Negative evidence for this can be found in the total absence of modern documentary film-making in those vast political regions where they take ideology really seriously—between the River Elbe and the shores of the China Sea. For it is not always understood, and perhaps needs stressing, that the technology of social enquiry does not exist in a vacuum: It presupposes a social philosophy and political environment which allows and encourages enquiry to take place.
Is it possible to pursue this question further? Can we look beyond the social arrangements which allow the technology of empirical enquiry to exist, and examine some of those ideas which, if they have not actually furthered, have at least accompanied its rise? After Marshall McLuhan’s extravagances it has become harder than it should be to argue the less apocalyptic connections between technology and other areas of life and thought.
But this doesn’t mean that they don’t exist; and to the objectivist more interested in the kind of thinking which relates thought to things rather than to sensations (let alone the stoned sensoria of mass society), there may still be a few lessons to be learnt.
TWO
In order to draw as clear a distinction as possible between objective and subjective graphics Fox Talbot’s observation is a good place to begin, especially that scene of a photographer dusting off an old print and being delighted to find all sorts of things in it he didn’t know were there. This experience, while common enough in photography, is even more common in documentary films, where individual frames may be examined and found to contain far more than the cameraman was conscious of at the time.
By way of contrast, you can’t imagine Brueghel the Elder dusting off an old canvas and finding a dog or a steeple he was unaware of painting years before. In subjective graphics the painter inspecting his past work finds only what he expects to find—or if he doesn’t, he attributes the unwanted trouvaille to a failing memory of events. This predictability is what makes subjective graphics “closed systems” in a solipsistic sense, and while on the one hand it helps to make them more reassuring (which is one legitimate function of art), it also guarantees a certain epistemological sterility on the other. An exhaustive list of everything stored in the memory of the painter’s mental cupboard will tell you all that the work of art has to say: the state of affairs it represents is a state of mind.
Now just the opposite is true of objective graphics. You could have the fullest possible inventory of everything in a photographer’s mental cupboard and it wouldn’t help you a bit. This is obvious enough in the case of the sort of electronic scanning equipment used in radio-telescopy which is, by definition, searching the sky for things which may or may not exist. But although less obvious, it is also true of the cameraman shooting film for the evening news.
Cameramen are only human, and it must be confessed that not all of them are single-mindedly absorbed in their work. It often happens that their attention swings to and fro between whatever can be seen in the viewfinder and such normal human preoccupations as food, and sex, and vengeance.

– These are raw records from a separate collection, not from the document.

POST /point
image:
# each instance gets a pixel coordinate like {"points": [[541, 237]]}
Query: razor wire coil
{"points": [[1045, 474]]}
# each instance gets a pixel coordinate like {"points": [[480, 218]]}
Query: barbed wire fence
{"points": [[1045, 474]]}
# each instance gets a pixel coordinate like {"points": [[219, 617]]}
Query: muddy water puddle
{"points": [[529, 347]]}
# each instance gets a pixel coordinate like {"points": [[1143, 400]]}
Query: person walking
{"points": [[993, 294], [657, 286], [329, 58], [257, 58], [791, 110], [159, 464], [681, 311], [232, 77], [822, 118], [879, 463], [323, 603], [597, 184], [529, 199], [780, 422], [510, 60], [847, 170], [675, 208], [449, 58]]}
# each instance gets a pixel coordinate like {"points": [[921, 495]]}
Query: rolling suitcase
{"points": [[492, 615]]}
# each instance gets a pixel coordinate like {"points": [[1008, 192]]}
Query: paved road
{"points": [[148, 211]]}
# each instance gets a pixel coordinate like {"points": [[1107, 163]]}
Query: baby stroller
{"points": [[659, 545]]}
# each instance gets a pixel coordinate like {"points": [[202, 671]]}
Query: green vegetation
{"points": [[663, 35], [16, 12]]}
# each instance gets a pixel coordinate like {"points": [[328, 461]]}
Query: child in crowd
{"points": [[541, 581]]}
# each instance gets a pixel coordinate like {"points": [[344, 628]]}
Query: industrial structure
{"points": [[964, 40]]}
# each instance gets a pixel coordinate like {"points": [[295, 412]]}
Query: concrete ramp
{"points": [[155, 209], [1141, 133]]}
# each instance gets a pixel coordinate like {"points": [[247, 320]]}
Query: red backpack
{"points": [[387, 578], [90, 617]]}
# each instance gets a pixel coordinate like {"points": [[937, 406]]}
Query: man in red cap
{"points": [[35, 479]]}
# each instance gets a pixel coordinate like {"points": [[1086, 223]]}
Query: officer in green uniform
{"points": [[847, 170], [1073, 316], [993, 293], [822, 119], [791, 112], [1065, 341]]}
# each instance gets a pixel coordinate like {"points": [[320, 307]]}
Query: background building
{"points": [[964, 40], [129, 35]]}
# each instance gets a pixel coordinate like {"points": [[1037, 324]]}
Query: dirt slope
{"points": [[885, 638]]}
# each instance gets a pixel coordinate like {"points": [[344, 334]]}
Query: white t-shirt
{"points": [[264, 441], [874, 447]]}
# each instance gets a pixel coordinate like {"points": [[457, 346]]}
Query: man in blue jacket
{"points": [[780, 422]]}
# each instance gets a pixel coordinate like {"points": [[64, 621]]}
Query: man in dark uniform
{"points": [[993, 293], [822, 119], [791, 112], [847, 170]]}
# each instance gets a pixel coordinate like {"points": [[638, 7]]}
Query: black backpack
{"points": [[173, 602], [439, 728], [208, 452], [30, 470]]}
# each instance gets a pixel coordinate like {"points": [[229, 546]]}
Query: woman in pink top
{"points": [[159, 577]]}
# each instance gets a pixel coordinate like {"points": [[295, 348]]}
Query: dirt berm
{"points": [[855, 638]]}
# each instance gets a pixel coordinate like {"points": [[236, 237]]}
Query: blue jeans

It might even be argued that a highly skilled cameraman should be able to give his mind almost entirely to the latter; for it is one of the marks of his skill that after long experience he knows so exactly what the producer back at the studio regards as “news” that he is able to frame it and film it almost subconsciously.
Of course news film is comparatively demanding: certainly the work keeps you awake. But when you turn to something like a cricket match on a drowsy summer’s day then the cameraman’s mind is bound to wander; while sound recordists, especially during interviews, are always falling asleep on the job. Yet despite the mental vagaries of their operators, cameras and sound recorders (no less than radio-telescopes) continue faithfully imprinting their maps of states of affairs. And like Fox Talbot’s photograph, the resulting mechanical maps possess “the dispositional character of being understood or interpreted” as Popper puts it, whether or not this ever actually happens, and whether or not there is any available consciousness to do it for any number of years.5
To speak of objective graphics as maps, and maps, moreover, containing coordinate points, is plainly to use the word map in an extended sense. The extension however is not mine alone: it has already been made by those astronomers who in recent years have provided us with pictures of radio-galaxies and supernova remnants—pictures which they call maps.6
And the interesting thing about this usage (and about the images themselves) is that it brings out the generally hidden nature of photographs and tape recordings as patterns of coordinate points too. In an x-ray map of a nova the sky has been scanned to detect varying intensities of x-ray emission; and the finest discriminable units of emission are then displayed as a chequered pattern of variously coloured squares. It is true that the colours are arbitrary and reveal more about the responsible technician’s aesthetic taste than anything else. But as in all objective graphics the position of the squares is emphatically not arbitrary. In these astronomical maps each little square (or “element of the picture” in Wittgenstein’s phrase) is a coordinate point defined as so many seconds of arc in a given sector of sky; and furthermore, there is a close resemblance between these squares and what Wittgenstein, talking about linguistic maps, referred to as “the representatives of objects”.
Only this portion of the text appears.